Simply put, RangeSampler better defines what this type of instrument does: sample the range on which certain variable is operating, most commonly used for tracking queues that are constantly going up and down (thing Actor mailboxes). The underlying details are the same as before.
A better name for our previous Gauge should have been Sampler as it was recording many samples of the observed variable during each interval. Now the Gauge generates a single value instead of a distribution of values on each interval and this makes it better suited for tracking variables that move slowly or not at all, like configuration settings.
Everything you saw in the past related to TraceContext propagation has a twist now: there is no TraceContext anymore and
instead we now have a more general Context
abstraction that is propagated. The Context
is like an immutable map of
keys and values, sort of Map[Key[T], T]
. You must have a Key
instance in order to create new contexts with a given
entry and to retrieve entries from an existent Context
instance. The currentTraceContext
is now the currentContext
and from they you can get what you need.
One additional feature on the new Context
is the keys can be defined to be either:
You can think of the Context
as a lower level solution that replaces when we had before as TraceLocalStorage
. The
very first user of these facilities is our own tracer, which uses the Context
to propagate the current Span, but there
are no limitations on usage of the context, you can put whatever you want in there.

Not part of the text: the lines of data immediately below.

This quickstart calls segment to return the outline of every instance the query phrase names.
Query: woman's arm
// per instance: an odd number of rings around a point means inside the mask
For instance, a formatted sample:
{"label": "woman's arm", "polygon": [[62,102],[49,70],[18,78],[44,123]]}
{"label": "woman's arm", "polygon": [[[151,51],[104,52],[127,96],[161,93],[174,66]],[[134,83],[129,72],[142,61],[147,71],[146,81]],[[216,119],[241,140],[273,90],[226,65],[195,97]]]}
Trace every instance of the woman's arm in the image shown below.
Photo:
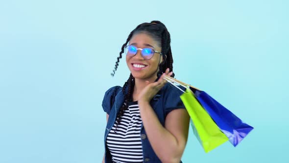
{"label": "woman's arm", "polygon": [[[108,121],[108,117],[109,115],[107,113],[106,114],[106,123],[107,123],[107,121]],[[105,149],[104,149],[105,150]],[[104,155],[103,155],[103,159],[102,159],[102,163],[104,163]]]}
{"label": "woman's arm", "polygon": [[149,103],[139,101],[144,127],[155,153],[163,163],[180,163],[189,133],[190,116],[185,109],[167,116],[164,127]]}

This should give you a gross idea of how it works:
// Define a Key with a default value.
val UserID = Key.broadcast[Option[String]]("user-id", None)
val context = Context.create(UserID, Some("1111"))
// There is no current context and it were, it wouldn't have this key
// and the default value is returned.
Kamon.currentContext().get(UserID) == None
Kamon.withContext(context) {
// The current context has the UserID key and returns its value,
// only while this piece of code is executing.
Kamon.currentContext().get(UserID) == Some("1111")
}
// The context's scope is gone, we are back to the same context
// that was here before.
Kamon.currentContext().get(UserID) == None
We are no longer using Akka in Kamon core libraries and the need to create actors to report metrics and traces is gone with it. By default all metrics reporters will be receiving all metrics tracked by Kamon on every tick but you can have a result similar to subscriptions by providing a filter when adding a reporter:
Kamon.addReporter(new PrometheusReporter(), "filtered-prometheus", "my-filter-name")
When doing it like this, only metrics with names matching the my-filter-name
filter will be send to the reporter.